AraOS: Analyzing the Impact of Virtual Memory Management on Vector Unit Performance
Abstract
Vector processor architectures offer an efficient solution for accelerating data-parallel workloads (e.g., ML, AI), reducing instruction count, and enhancing processing efficiency. This is evidenced by the increasing adoption of vector ISAs, such as Arm's SVE/SVE2 and RISC-V's RVV, not only in high-performance computers but also in embedded systems. The open-source nature of RVV has particularly encouraged the development of numerous vector processor designs across industry and academia. However, despite the growing number of open-source RVV processors, there is a lack of published data on their performance in a complex application environment hosted by a full-fledged operating system (Linux).
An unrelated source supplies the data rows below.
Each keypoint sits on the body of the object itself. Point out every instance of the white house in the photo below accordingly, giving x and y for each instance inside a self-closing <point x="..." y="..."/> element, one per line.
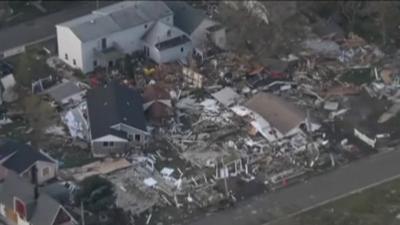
<point x="107" y="34"/>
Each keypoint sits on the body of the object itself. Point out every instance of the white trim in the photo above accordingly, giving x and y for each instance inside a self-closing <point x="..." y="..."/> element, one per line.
<point x="109" y="137"/>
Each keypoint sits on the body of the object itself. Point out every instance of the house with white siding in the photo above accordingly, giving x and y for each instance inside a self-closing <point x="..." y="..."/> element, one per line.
<point x="116" y="119"/>
<point x="107" y="34"/>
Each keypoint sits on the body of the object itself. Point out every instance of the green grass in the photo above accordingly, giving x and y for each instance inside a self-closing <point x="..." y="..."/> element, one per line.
<point x="375" y="206"/>
<point x="29" y="66"/>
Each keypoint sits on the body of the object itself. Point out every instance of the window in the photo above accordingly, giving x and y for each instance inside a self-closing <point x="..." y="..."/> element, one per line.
<point x="108" y="144"/>
<point x="46" y="171"/>
<point x="20" y="208"/>
<point x="103" y="43"/>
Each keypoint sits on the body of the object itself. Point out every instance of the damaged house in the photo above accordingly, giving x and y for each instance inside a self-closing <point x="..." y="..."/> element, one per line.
<point x="107" y="34"/>
<point x="197" y="25"/>
<point x="116" y="119"/>
<point x="284" y="117"/>
<point x="157" y="104"/>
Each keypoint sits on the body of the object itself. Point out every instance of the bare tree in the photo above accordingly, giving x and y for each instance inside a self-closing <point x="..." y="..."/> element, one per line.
<point x="350" y="10"/>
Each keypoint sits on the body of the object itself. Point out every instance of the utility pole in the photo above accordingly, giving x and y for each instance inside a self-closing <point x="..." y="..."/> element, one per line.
<point x="82" y="214"/>
<point x="225" y="177"/>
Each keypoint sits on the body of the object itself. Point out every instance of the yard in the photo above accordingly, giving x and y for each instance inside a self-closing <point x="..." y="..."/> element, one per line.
<point x="22" y="11"/>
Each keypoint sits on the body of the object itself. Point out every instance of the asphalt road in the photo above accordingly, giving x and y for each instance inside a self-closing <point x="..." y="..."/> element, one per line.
<point x="42" y="27"/>
<point x="318" y="190"/>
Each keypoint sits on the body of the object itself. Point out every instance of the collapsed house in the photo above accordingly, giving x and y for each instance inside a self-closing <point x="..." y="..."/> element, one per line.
<point x="116" y="119"/>
<point x="197" y="25"/>
<point x="66" y="93"/>
<point x="157" y="104"/>
<point x="284" y="118"/>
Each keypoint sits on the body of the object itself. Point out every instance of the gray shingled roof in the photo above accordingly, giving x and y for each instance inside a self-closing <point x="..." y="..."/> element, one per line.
<point x="186" y="17"/>
<point x="115" y="18"/>
<point x="111" y="105"/>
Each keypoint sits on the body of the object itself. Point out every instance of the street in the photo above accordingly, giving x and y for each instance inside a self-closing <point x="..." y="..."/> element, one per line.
<point x="318" y="190"/>
<point x="41" y="28"/>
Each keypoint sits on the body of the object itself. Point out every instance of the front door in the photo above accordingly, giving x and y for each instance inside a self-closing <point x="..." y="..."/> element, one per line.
<point x="146" y="51"/>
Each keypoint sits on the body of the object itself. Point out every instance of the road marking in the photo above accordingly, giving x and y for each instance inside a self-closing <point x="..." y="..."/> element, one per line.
<point x="357" y="190"/>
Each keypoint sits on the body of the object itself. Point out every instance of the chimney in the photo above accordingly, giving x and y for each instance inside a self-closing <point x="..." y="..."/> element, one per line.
<point x="34" y="181"/>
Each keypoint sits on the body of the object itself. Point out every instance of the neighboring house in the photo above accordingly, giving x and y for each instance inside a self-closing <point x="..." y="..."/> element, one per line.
<point x="20" y="158"/>
<point x="283" y="116"/>
<point x="197" y="25"/>
<point x="7" y="83"/>
<point x="65" y="93"/>
<point x="21" y="203"/>
<point x="107" y="34"/>
<point x="165" y="43"/>
<point x="76" y="121"/>
<point x="157" y="104"/>
<point x="116" y="119"/>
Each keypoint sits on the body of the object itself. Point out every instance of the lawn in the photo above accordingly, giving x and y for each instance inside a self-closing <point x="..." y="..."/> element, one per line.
<point x="376" y="206"/>
<point x="358" y="76"/>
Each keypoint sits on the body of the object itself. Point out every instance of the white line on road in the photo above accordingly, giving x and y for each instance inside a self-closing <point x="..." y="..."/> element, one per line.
<point x="336" y="198"/>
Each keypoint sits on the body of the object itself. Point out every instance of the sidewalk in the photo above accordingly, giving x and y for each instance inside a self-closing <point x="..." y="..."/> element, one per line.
<point x="42" y="28"/>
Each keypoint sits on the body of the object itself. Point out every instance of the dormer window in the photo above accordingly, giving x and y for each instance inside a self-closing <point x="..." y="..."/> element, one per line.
<point x="20" y="208"/>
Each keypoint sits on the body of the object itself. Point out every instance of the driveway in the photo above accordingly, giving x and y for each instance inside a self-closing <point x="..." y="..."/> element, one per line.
<point x="318" y="190"/>
<point x="41" y="28"/>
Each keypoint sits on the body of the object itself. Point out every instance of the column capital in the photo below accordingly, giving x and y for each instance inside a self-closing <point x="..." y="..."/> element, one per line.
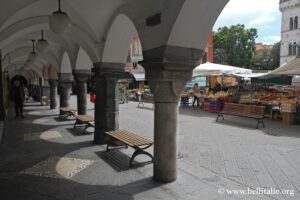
<point x="65" y="78"/>
<point x="109" y="70"/>
<point x="53" y="82"/>
<point x="167" y="80"/>
<point x="82" y="75"/>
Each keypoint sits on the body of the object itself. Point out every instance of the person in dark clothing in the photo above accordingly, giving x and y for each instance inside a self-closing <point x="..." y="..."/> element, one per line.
<point x="18" y="96"/>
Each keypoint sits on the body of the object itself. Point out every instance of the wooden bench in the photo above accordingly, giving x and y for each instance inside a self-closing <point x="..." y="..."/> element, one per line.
<point x="243" y="110"/>
<point x="85" y="120"/>
<point x="66" y="112"/>
<point x="133" y="140"/>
In this work, we add OS support to the open-source bare-metal Ara2 vector processor (AraOS) by sharing the MMU of CVA6, the scalar core used for instruction dispatch to Ara2, and integrate AraOS into the open-source Cheshire SoC platform. We evaluate the performance overhead of virtual-to-physical address translation by benchmarking matrix multiplication kernels across several problem sizes and translation lookaside buffer (TLB) configurations in CVA6's shared MMU, providing insights into vector performance in a full-system environment with virtual memory. With at least 16 TLB entries, the virtual memory overhead remains below 3.5%. Finally, we benchmark a 2-lane AraOS instance with the open-source RiVEC benchmark suite for RVV architectures, with peak average speedups of 3.2x against scalar-only execution.